Re: [whatwg] Stability of tokenizing/dom algorithms

2008-12-16 Thread Iñigo
 Edward Z. Yang:
   Sounds good, since HTML4 is a strict subset of HTML5 (correct me if I'm
   wrong?)

 Ian Hickson:
  Mostly, yes. (There are exceptions, but they're not things you'd really
  want to be using anyway, e.g. obscure SGML features.)

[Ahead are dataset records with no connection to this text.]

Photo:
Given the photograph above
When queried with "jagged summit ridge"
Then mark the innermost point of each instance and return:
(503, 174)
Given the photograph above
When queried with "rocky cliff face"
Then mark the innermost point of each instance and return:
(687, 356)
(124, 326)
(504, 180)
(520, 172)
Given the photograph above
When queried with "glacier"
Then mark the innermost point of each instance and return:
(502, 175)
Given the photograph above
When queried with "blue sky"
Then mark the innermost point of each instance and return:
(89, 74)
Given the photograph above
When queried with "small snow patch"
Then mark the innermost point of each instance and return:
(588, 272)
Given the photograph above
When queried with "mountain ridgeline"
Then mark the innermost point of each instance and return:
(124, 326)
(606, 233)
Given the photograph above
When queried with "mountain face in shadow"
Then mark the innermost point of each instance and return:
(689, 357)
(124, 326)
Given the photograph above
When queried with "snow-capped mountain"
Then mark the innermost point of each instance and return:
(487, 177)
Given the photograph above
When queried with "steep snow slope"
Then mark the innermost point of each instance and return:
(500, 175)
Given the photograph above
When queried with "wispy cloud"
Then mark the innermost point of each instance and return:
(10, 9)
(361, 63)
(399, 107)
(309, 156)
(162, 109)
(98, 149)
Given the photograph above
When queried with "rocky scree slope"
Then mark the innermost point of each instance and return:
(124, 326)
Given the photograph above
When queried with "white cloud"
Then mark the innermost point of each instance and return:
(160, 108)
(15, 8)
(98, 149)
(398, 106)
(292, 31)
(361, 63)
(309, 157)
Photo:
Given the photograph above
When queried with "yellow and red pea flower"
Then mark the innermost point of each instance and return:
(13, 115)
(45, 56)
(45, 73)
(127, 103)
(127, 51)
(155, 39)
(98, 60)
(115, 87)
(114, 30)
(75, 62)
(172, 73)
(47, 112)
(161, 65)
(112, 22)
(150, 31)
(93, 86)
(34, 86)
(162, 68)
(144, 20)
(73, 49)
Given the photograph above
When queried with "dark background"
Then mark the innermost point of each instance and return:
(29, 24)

 Note though that it's not possible to write a document that is both
 valid HTML 4 and HTML 5, since they both require a different DOCTYPE to
 be used.


That's right, Cameron, but you could change nothing more than the DOCTYPE in
order to validate
if you have choosen a right subset of HTML 4.x.

iñigo




 --
 Cameron McCormack ≝ http://mcc.id.au/




-- 
Iñigo Medina García
Tecnología

http://www.toprural.com
Tu guía de turismo rural


Re: [whatwg] Stability of tokenizing/dom algorithms

2008-12-16 Thread Edward Z. Yang
Ian Hickson wrote:
 Mostly, yes. (There are exceptions, but they're not things you'd really 
 want to be using anyway, e.g. obscure SGML features.)

Are these exceptions, by any chance, documented somewhere?

Cheers,
Edward


Re: [whatwg] Stability of tokenizing/dom algorithms

2008-12-16 Thread Ian Hickson
On Tue, 16 Dec 2008, Edward Z. Yang wrote:
 Ian Hickson wrote:
  Mostly, yes. (There are exceptions, but they're not things you'd really 
  want to be using anyway, e.g. obscure SGML features.)
 
 Are these exceptions, by any chance, documented somewhere?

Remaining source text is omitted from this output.